Our System
The MEG system was provided by the Kanazawa Institute of Technology (Tokyo, Japan) as part of a collaboration with its Applied Electronics Laboratory. The same system is also developed and marketed by Yokogawa Electric Corporation (Yokogawa, Japan) as the MEG Vision. It is a recumbent system, with the dewar fixed in position. We refer to our system as having 160 channels, but in actuality it contains:
- 157 axial gradiometers used to measure brain activity
- 3 orthogonally-oriented (reference) magnetometers located in the dewar but away from the brain area, used to measure and reduce extramural noise offline
- 32 open positions, of which we currently use 8 to record stimulus triggers
The MEG or SQUID (Superconducting Quantum Interference Device) sensors must be kept at superconducting temperatures in order for the system to operate. To achieve this end, the dewar requires ~100L of liquid helium per week.

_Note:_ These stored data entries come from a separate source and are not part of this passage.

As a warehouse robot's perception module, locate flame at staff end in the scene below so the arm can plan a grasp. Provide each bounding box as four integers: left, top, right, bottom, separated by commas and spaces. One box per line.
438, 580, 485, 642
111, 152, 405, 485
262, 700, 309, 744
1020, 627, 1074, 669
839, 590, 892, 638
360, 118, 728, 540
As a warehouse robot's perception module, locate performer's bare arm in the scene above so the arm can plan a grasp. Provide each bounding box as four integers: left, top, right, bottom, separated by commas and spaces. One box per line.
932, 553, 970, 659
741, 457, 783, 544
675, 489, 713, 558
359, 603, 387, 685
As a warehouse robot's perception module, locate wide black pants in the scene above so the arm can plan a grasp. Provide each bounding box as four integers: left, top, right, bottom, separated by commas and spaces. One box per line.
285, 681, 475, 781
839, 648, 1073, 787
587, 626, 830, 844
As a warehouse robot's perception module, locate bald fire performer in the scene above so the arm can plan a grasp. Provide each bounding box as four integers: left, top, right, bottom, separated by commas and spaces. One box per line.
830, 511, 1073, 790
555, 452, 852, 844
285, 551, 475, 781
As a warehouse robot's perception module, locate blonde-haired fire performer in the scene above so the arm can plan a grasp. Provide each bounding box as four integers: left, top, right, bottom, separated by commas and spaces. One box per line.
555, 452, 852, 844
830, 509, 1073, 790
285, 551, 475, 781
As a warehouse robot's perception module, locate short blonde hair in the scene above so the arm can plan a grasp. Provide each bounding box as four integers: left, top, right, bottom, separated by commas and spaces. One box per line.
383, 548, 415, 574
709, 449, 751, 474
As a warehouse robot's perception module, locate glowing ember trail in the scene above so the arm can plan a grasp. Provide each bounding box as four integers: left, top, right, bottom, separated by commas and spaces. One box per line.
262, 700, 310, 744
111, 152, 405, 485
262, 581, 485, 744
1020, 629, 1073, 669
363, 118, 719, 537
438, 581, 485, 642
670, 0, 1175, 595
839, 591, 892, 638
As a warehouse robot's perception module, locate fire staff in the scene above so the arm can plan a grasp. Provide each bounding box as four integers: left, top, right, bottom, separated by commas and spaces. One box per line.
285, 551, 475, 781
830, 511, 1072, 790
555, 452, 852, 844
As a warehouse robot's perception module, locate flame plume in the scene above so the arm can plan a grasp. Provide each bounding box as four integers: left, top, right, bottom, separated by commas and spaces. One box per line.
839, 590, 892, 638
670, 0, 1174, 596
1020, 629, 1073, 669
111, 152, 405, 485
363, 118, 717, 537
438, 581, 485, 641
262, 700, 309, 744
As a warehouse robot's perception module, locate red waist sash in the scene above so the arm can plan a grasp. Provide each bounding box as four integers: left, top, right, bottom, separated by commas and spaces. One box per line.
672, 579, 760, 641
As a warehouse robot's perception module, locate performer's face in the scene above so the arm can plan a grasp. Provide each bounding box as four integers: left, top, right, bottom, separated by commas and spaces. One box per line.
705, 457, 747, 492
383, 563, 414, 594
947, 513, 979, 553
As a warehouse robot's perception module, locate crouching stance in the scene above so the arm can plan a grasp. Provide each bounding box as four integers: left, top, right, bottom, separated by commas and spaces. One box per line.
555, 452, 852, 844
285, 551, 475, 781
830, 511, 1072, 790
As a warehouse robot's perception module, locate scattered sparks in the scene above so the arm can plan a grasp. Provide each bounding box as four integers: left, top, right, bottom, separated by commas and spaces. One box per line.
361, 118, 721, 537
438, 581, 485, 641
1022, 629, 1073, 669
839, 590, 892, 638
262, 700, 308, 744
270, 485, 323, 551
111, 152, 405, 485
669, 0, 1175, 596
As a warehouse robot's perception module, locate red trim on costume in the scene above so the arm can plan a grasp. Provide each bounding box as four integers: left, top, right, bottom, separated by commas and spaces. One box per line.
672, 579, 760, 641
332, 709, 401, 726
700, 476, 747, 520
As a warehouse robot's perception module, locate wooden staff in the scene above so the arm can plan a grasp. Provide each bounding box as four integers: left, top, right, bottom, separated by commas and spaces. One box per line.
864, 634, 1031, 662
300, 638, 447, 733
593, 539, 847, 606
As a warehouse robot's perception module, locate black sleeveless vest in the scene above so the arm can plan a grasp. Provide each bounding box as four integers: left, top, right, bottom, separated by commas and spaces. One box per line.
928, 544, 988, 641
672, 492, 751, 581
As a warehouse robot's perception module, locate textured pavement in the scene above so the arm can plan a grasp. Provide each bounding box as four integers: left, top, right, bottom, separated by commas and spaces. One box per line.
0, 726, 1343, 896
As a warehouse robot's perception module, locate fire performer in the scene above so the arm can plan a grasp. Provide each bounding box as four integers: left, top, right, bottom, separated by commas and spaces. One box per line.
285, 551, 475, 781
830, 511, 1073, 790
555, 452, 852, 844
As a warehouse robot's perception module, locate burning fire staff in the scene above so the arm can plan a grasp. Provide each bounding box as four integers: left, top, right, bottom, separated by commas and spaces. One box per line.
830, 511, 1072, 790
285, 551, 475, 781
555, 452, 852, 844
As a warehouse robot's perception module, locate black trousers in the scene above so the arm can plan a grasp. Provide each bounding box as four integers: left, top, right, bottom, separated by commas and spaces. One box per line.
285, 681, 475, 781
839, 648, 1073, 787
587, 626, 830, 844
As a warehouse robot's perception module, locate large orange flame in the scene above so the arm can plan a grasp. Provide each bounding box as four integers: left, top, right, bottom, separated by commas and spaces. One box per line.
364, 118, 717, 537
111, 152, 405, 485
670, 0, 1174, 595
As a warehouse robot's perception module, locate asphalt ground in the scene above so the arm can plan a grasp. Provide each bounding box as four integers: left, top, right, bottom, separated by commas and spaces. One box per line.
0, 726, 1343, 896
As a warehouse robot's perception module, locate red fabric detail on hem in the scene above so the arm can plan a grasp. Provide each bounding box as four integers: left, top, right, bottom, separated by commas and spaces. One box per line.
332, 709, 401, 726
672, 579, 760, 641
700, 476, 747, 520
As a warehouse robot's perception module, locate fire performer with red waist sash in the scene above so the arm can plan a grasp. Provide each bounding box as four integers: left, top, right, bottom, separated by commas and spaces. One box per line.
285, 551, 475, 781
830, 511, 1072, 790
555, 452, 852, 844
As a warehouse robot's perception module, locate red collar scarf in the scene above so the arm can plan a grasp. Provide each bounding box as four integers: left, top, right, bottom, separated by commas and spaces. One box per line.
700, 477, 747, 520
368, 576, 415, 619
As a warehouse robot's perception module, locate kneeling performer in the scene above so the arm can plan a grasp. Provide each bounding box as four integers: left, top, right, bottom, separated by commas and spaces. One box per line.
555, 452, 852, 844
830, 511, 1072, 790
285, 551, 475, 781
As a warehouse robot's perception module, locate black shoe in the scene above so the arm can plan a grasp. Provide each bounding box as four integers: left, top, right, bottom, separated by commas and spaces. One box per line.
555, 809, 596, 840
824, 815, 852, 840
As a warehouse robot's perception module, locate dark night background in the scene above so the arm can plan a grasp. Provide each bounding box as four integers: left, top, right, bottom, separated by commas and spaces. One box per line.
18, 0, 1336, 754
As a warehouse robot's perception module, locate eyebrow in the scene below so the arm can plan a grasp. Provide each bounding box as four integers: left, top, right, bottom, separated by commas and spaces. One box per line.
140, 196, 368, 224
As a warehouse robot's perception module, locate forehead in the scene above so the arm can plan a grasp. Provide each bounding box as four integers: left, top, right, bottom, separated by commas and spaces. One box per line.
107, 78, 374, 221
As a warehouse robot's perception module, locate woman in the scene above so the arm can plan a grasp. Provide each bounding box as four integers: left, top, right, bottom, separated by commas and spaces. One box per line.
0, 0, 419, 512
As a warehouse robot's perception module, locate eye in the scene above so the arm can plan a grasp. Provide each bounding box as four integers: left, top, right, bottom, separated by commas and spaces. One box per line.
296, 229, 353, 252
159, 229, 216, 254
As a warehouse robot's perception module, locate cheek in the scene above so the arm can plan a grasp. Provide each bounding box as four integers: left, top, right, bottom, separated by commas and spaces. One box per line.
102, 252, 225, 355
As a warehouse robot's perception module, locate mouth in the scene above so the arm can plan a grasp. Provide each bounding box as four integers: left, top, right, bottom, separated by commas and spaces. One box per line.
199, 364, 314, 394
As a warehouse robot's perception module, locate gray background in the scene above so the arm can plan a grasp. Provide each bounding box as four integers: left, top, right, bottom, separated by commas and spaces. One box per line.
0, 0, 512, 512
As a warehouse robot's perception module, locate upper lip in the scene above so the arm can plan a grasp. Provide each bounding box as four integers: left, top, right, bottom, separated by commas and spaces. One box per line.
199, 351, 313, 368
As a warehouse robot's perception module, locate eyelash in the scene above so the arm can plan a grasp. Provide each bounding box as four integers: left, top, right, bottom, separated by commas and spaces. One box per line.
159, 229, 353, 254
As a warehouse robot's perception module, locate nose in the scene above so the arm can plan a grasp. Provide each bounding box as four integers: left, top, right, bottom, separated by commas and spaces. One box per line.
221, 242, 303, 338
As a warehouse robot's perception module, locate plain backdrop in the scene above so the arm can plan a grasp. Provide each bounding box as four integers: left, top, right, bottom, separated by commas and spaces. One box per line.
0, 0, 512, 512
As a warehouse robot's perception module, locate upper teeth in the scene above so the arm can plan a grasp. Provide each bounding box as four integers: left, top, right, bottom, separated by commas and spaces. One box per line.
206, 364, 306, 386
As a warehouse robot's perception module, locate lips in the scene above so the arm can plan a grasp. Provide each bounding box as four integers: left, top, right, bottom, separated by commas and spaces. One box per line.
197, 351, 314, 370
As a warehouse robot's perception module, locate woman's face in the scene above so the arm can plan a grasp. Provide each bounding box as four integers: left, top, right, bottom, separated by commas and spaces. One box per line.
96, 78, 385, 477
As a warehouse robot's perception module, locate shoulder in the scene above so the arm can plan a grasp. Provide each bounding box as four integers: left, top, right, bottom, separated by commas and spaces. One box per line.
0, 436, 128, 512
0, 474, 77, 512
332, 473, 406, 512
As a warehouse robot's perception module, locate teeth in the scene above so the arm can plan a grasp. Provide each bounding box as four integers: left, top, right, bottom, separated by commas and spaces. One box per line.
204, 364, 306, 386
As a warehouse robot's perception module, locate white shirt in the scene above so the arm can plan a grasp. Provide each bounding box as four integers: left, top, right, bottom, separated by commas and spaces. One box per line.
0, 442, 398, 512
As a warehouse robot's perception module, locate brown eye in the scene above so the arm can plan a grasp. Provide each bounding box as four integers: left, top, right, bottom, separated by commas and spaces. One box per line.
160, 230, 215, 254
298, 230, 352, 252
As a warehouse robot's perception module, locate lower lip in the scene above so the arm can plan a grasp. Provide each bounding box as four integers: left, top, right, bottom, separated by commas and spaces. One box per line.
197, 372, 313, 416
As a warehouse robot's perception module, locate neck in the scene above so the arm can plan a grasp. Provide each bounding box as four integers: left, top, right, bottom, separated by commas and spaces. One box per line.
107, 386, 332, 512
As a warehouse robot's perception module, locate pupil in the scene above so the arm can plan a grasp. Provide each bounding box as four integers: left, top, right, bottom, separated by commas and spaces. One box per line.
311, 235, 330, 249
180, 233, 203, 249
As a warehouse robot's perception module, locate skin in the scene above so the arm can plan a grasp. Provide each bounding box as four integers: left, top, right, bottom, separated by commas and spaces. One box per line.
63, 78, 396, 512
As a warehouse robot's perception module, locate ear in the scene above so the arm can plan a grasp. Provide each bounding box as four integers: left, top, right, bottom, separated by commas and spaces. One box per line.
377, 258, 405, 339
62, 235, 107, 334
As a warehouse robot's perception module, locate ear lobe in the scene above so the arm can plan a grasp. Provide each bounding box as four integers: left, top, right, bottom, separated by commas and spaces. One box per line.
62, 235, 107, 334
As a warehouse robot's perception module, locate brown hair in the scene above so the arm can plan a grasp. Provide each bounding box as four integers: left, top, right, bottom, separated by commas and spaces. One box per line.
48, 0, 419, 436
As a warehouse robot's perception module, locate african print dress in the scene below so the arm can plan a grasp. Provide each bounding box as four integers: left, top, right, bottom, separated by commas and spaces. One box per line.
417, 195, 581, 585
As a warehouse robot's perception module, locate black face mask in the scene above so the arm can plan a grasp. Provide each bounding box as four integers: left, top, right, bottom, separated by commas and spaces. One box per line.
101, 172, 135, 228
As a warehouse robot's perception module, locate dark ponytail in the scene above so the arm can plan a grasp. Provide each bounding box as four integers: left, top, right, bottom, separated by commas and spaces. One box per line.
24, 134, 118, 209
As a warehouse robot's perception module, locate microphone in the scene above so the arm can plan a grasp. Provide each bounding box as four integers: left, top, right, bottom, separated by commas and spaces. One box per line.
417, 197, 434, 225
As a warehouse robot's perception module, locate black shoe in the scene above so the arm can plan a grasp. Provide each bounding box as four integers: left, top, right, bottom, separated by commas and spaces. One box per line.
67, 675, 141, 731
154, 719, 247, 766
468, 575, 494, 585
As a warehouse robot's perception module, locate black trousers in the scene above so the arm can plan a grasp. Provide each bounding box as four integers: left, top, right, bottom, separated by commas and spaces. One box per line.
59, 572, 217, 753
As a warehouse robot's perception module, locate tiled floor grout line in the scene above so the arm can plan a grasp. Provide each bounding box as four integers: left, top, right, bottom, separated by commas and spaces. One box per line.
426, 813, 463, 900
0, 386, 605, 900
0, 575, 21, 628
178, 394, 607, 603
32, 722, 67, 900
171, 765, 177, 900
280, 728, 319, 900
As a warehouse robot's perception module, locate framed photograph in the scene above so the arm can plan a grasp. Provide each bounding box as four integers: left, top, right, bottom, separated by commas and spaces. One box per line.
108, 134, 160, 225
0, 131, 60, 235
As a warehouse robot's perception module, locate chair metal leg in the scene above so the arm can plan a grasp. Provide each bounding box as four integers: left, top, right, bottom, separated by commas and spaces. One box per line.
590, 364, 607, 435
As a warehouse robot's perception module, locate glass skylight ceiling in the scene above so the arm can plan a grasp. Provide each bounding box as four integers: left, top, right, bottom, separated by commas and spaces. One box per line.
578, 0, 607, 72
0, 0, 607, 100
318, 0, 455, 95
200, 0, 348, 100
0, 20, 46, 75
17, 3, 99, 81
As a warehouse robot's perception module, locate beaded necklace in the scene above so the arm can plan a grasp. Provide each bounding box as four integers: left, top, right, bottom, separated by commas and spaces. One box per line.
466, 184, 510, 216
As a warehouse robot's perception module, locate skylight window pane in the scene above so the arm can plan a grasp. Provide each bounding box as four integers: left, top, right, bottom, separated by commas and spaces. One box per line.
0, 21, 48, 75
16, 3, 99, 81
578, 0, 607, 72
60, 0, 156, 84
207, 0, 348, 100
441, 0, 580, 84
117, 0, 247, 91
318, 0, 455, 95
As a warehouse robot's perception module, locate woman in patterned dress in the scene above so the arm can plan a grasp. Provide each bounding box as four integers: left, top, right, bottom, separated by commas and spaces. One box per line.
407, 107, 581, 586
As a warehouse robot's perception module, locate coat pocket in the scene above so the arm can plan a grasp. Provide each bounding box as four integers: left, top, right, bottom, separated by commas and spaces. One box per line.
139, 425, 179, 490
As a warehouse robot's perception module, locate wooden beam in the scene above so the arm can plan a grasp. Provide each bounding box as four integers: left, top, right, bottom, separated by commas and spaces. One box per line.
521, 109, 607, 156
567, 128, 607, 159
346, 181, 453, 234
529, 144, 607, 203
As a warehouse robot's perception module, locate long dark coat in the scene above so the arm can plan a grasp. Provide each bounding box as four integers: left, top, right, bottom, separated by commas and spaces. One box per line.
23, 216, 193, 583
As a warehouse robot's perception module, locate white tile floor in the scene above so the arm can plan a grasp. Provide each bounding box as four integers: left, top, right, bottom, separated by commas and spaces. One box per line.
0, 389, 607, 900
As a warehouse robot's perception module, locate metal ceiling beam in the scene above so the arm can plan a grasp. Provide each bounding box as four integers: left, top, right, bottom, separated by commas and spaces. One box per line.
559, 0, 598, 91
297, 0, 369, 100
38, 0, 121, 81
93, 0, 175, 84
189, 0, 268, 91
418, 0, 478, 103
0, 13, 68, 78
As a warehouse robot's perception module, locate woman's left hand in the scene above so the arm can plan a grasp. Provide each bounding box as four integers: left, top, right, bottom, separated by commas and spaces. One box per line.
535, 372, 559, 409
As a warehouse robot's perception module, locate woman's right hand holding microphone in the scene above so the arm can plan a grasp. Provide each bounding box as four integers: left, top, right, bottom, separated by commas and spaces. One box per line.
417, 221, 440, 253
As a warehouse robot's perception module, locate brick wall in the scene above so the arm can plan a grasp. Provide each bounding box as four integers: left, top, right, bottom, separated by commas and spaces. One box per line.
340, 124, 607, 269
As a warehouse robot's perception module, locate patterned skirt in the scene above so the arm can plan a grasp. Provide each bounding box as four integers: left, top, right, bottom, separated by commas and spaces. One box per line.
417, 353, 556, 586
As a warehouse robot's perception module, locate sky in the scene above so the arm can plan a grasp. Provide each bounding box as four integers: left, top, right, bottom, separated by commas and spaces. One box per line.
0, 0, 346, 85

Data from the MEG system and other equipment is acquired by a DAQ system assembled by Eagle Technology. The system has six DAQ PCs and one control PC. Each signal is digitized with 16-bit resolution. For raw data recording we use a sampling rate of 1 kHz. We can record with a higher sampling rate but the length of acquisition time that the machine is capable of is greatly reduced as the sampling rate increases. All inputs of the 192 channels can be displayed simultaneously by the six CRT monitors. The control PC runs Windows XP.